Employees like her are pushing local companies to offer hybrid options and higher wages.

Lisa Leath, founder of a Wilmington-based HR consulting firm that primarily serves businesses in Southeast North Carolina, said remote work has also helped attract talent from all over the country, lured by the lifestyle and the beaches.

“We’re having to look at compensation basically every month or every other month to make sure that we're on track with market because it's hard enough to find folks,” she said. “So when you get your team whole, you want to make sure that you retain them.”

Poaching Engineers

Almost 1,000 miles away in Little Rock, Arkansas, nonprofit grid operator Southwest Power Pool is also having a hard time retaining workers lured by remote job offers from far-flung employers.

Southwest Power Pool, which serves almost 19 million people across more than a dozen states, has seen company-wide turnover roughly double to about 8% to 9%, Chief Executive Officer Barbara Sugg said.

At least half of those leaving are engineers, but information-technology employees are also being lured away with salaries that are often 30% to 50% higher than pay at the grid, she said. Most employees who left for other jobs have remained local. 

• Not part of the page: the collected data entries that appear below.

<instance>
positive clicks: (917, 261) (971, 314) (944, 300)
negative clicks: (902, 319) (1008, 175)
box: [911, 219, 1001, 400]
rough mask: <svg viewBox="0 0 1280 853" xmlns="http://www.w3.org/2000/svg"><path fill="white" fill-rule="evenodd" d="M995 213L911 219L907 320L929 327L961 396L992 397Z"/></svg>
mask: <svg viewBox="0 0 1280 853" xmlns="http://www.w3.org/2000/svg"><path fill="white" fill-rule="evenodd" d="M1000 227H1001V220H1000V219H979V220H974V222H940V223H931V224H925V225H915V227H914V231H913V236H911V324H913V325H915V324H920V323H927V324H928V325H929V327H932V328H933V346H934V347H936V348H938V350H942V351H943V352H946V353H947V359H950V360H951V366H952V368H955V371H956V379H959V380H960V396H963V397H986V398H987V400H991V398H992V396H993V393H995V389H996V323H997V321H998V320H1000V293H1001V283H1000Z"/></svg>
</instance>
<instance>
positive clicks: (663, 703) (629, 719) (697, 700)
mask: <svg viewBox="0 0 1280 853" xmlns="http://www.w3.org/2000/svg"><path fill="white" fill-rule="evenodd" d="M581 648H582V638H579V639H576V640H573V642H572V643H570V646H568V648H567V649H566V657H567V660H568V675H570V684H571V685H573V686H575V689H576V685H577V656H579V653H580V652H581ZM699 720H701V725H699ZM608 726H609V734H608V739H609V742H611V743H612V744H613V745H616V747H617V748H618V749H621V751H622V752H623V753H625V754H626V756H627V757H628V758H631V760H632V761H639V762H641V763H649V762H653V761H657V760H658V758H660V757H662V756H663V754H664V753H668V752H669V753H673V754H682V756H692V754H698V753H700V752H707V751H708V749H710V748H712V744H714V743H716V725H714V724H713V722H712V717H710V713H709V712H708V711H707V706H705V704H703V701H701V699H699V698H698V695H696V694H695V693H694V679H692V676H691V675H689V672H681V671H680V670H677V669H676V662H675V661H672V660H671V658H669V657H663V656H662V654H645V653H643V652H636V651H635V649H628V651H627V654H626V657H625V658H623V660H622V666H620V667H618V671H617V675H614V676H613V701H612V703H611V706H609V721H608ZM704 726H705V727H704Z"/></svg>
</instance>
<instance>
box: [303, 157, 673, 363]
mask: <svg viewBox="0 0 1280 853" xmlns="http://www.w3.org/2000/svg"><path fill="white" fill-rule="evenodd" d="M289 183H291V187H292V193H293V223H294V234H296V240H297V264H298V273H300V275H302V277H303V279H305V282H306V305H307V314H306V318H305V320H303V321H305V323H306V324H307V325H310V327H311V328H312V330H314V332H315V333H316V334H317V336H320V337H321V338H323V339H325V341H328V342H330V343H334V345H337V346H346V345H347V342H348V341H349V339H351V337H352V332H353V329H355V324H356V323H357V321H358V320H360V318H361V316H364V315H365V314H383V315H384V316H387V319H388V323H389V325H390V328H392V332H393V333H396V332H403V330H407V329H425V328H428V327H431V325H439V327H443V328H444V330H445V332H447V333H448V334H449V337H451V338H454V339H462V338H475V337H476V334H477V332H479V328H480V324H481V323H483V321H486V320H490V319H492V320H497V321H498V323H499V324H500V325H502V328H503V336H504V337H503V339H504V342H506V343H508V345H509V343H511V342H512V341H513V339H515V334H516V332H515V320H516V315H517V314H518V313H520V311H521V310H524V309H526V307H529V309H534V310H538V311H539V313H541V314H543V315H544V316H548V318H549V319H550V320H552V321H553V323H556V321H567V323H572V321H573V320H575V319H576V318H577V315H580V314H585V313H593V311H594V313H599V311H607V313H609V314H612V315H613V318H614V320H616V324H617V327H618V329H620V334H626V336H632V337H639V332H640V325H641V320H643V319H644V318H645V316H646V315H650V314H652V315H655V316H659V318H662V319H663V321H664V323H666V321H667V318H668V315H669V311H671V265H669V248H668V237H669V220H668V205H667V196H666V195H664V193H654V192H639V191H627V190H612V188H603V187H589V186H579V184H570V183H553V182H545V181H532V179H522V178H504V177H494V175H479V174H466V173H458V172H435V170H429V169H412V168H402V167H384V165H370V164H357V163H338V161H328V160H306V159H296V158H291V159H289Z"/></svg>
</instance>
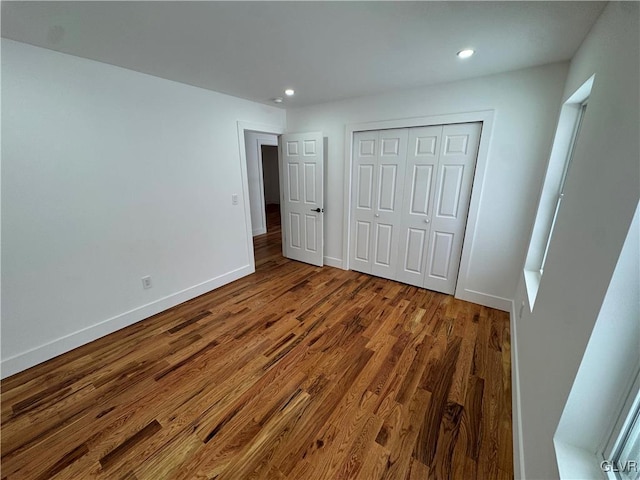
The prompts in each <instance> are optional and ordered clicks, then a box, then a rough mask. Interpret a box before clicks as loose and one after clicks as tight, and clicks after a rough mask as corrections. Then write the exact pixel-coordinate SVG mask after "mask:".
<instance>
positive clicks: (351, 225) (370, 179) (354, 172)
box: [349, 132, 379, 273]
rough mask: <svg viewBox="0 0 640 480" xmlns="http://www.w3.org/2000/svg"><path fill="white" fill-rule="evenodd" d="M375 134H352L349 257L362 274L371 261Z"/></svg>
mask: <svg viewBox="0 0 640 480" xmlns="http://www.w3.org/2000/svg"><path fill="white" fill-rule="evenodd" d="M378 136H379V135H378V132H356V133H354V135H353V150H354V151H353V161H354V166H353V183H352V196H351V235H352V238H351V245H350V247H349V256H350V265H351V268H352V269H353V270H356V271H358V272H363V273H371V266H372V264H373V257H372V253H373V235H374V211H375V205H376V186H377V175H378V143H379V142H378Z"/></svg>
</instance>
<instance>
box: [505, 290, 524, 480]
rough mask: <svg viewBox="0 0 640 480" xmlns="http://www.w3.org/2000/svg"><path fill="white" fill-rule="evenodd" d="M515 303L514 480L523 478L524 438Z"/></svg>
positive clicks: (523, 470)
mask: <svg viewBox="0 0 640 480" xmlns="http://www.w3.org/2000/svg"><path fill="white" fill-rule="evenodd" d="M518 320H519V318H518V316H517V314H516V304H515V302H514V301H512V302H511V315H510V322H509V323H510V330H511V419H512V433H513V474H514V477H515V480H524V479H525V478H526V477H525V474H524V472H525V470H524V440H523V438H522V408H521V400H520V398H521V397H520V368H519V365H518V333H517V329H516V327H517V322H518Z"/></svg>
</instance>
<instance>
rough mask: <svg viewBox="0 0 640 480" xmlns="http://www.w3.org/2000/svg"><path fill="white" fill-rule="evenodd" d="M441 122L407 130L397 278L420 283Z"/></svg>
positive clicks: (425, 264) (433, 190)
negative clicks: (397, 271)
mask: <svg viewBox="0 0 640 480" xmlns="http://www.w3.org/2000/svg"><path fill="white" fill-rule="evenodd" d="M441 140H442V125H437V126H434V127H418V128H411V129H410V130H409V146H408V149H407V150H408V151H407V169H406V175H405V178H404V192H405V194H404V202H403V205H402V216H401V218H400V238H401V240H400V256H399V258H400V261H399V265H398V275H397V280H399V281H401V282H404V283H408V284H410V285H415V286H417V287H422V286H424V274H425V270H426V265H427V253H428V246H429V239H430V237H431V217H432V212H433V199H434V190H435V185H436V174H437V171H438V156H439V152H440V143H441Z"/></svg>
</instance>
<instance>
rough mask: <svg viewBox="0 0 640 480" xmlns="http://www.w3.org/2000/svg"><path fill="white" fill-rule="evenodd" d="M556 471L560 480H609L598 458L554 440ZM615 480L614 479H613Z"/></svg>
mask: <svg viewBox="0 0 640 480" xmlns="http://www.w3.org/2000/svg"><path fill="white" fill-rule="evenodd" d="M553 443H554V446H555V449H556V459H557V461H558V471H559V473H560V479H561V480H570V479H580V480H583V479H585V478H592V479H594V480H595V479H603V480H604V479H609V478H611V477H609V476H608V475H607V474H606V473H604V472H603V471H602V468H601V467H600V461H599V460H598V457H597V456H596V455H595V454H594V453H593V452H589V451H587V450H585V449H582V448H578V447H575V446H573V445H570V444H568V443H564V442H562V441H559V440H555V439H554V442H553ZM614 478H615V477H614Z"/></svg>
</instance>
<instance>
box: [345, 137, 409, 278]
mask: <svg viewBox="0 0 640 480" xmlns="http://www.w3.org/2000/svg"><path fill="white" fill-rule="evenodd" d="M407 137H408V130H407V129H395V130H381V131H378V132H358V133H356V134H354V147H355V148H354V173H355V175H354V180H355V183H354V188H353V197H352V216H353V220H352V232H353V240H352V246H351V268H353V269H354V270H357V271H360V272H364V273H371V274H373V275H377V276H380V277H385V278H392V279H393V278H395V275H396V269H397V263H398V245H399V235H400V231H399V223H398V219H399V218H400V216H401V207H402V189H403V184H404V175H405V167H406V155H407Z"/></svg>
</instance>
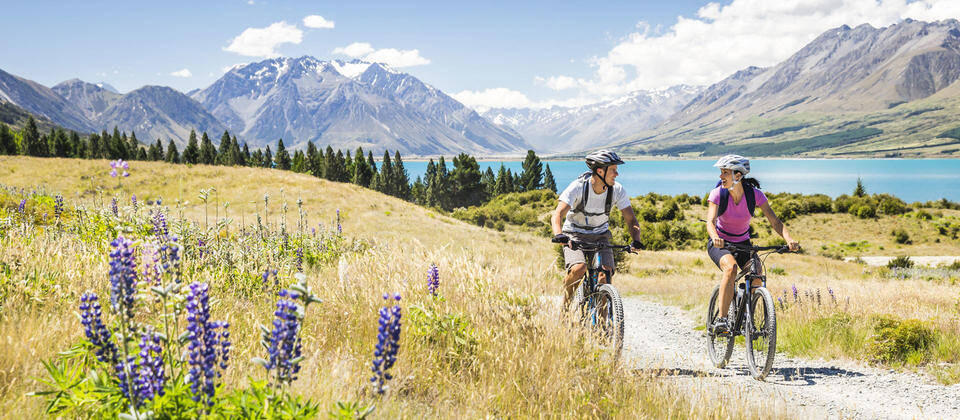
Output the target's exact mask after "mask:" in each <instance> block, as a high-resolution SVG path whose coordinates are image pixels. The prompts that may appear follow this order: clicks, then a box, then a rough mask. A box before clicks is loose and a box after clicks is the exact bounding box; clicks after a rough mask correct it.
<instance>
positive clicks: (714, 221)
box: [707, 201, 724, 248]
mask: <svg viewBox="0 0 960 420" xmlns="http://www.w3.org/2000/svg"><path fill="white" fill-rule="evenodd" d="M707 235H709V236H710V240H712V241H713V246H715V247H717V248H723V245H724V244H723V239H720V234H719V233H717V205H716V204H715V203H714V202H712V201H708V202H707Z"/></svg>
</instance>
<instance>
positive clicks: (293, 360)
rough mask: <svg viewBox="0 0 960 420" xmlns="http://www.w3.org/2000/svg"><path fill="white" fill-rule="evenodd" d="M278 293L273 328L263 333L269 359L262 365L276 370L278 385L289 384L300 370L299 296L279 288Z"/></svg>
mask: <svg viewBox="0 0 960 420" xmlns="http://www.w3.org/2000/svg"><path fill="white" fill-rule="evenodd" d="M278 295H279V296H280V299H279V300H278V301H277V310H276V311H275V312H274V313H273V314H274V316H275V318H274V320H273V330H272V331H271V332H270V334H269V336H267V335H266V334H265V336H264V341H265V344H266V347H267V353H268V357H269V360H267V363H266V364H265V365H264V368H266V369H267V370H268V371H270V370H274V369H275V370H276V377H277V381H278V385H280V384H284V383H286V384H289V383H291V382H293V381H295V380H296V379H297V373H298V372H300V355H301V342H300V321H301V320H300V318H299V316H298V315H297V304H296V302H295V300H297V299H299V298H300V295H299V294H297V293H296V292H293V291H289V290H286V289H284V290H281V291H280V292H279V293H278Z"/></svg>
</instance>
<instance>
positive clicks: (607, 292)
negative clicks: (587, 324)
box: [597, 284, 623, 363]
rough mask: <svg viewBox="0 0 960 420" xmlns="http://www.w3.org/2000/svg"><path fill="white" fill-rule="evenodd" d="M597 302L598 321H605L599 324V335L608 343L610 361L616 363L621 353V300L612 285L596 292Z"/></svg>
mask: <svg viewBox="0 0 960 420" xmlns="http://www.w3.org/2000/svg"><path fill="white" fill-rule="evenodd" d="M597 302H598V303H597V314H598V315H599V316H598V319H603V320H604V321H605V322H603V323H601V324H600V329H601V333H602V334H603V337H604V339H605V340H607V341H608V343H609V345H610V350H611V352H612V353H611V356H612V360H613V362H614V363H616V362H617V361H618V360H620V355H621V353H622V352H623V299H621V298H620V292H618V291H617V288H616V287H614V286H613V285H612V284H602V285H600V288H599V289H598V290H597Z"/></svg>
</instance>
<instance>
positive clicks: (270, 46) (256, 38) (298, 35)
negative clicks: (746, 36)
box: [224, 21, 303, 58]
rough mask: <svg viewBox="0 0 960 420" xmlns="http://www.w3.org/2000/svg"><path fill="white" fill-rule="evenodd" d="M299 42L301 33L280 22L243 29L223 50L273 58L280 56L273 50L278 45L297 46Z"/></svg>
mask: <svg viewBox="0 0 960 420" xmlns="http://www.w3.org/2000/svg"><path fill="white" fill-rule="evenodd" d="M301 41H303V31H302V30H300V28H297V27H296V26H294V25H290V24H288V23H287V22H283V21H281V22H276V23H274V24H272V25H270V26H268V27H266V28H247V29H245V30H244V31H243V32H242V33H241V34H240V35H238V36H237V37H236V38H234V39H233V40H232V41H231V42H230V45H229V46H227V47H226V48H224V50H225V51H230V52H234V53H237V54H240V55H245V56H248V57H265V58H273V57H277V56H279V55H280V54H279V53H277V51H276V50H275V49H276V48H277V46H279V45H280V44H299V43H300V42H301Z"/></svg>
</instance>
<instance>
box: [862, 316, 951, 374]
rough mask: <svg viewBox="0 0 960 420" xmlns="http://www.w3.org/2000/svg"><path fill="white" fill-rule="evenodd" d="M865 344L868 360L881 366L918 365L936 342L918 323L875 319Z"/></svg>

All seven of the state and regional grid operators on the continental US said they faced similar challenges. At Midcontinent Independent System Operator, which serves 42 million people in states including Indiana, Iowa and Michigan, highly trained engineers and other staff are being poached by rival grids, utilities and renewable power developers.

As a result, grid operators are beginning to allow some employees to work from home, raising wages and encouraging people with different experience levels to apply for roles they might not have considered before. Southwest Power Pool has even hired three fully-remote employees who live in other parts of the state and country — something that was unheard of for grid operators before the pandemic.

Nationwide, local businesses are getting creative. Paul McDonald, senior executive director at the staffing agency Robert Half, said that many smaller companies are leaning into hiring candidates that may not have all of the technical skills needed and then training them. 

Benjamin Jones, chief executive of Mobile reCell, an IT company based in Fishers, Indiana, has employed a similar strategy: “We’ve focused on the philosophy of giving people opportunities from a young age.”

Sugg, the Southwest Power Pool CEO, emphasized the need to adapt to the new world. 

“The reality is people in Arkansas can work anywhere now,” she said. “The world around us has just changed on a dime and we need to change with it.”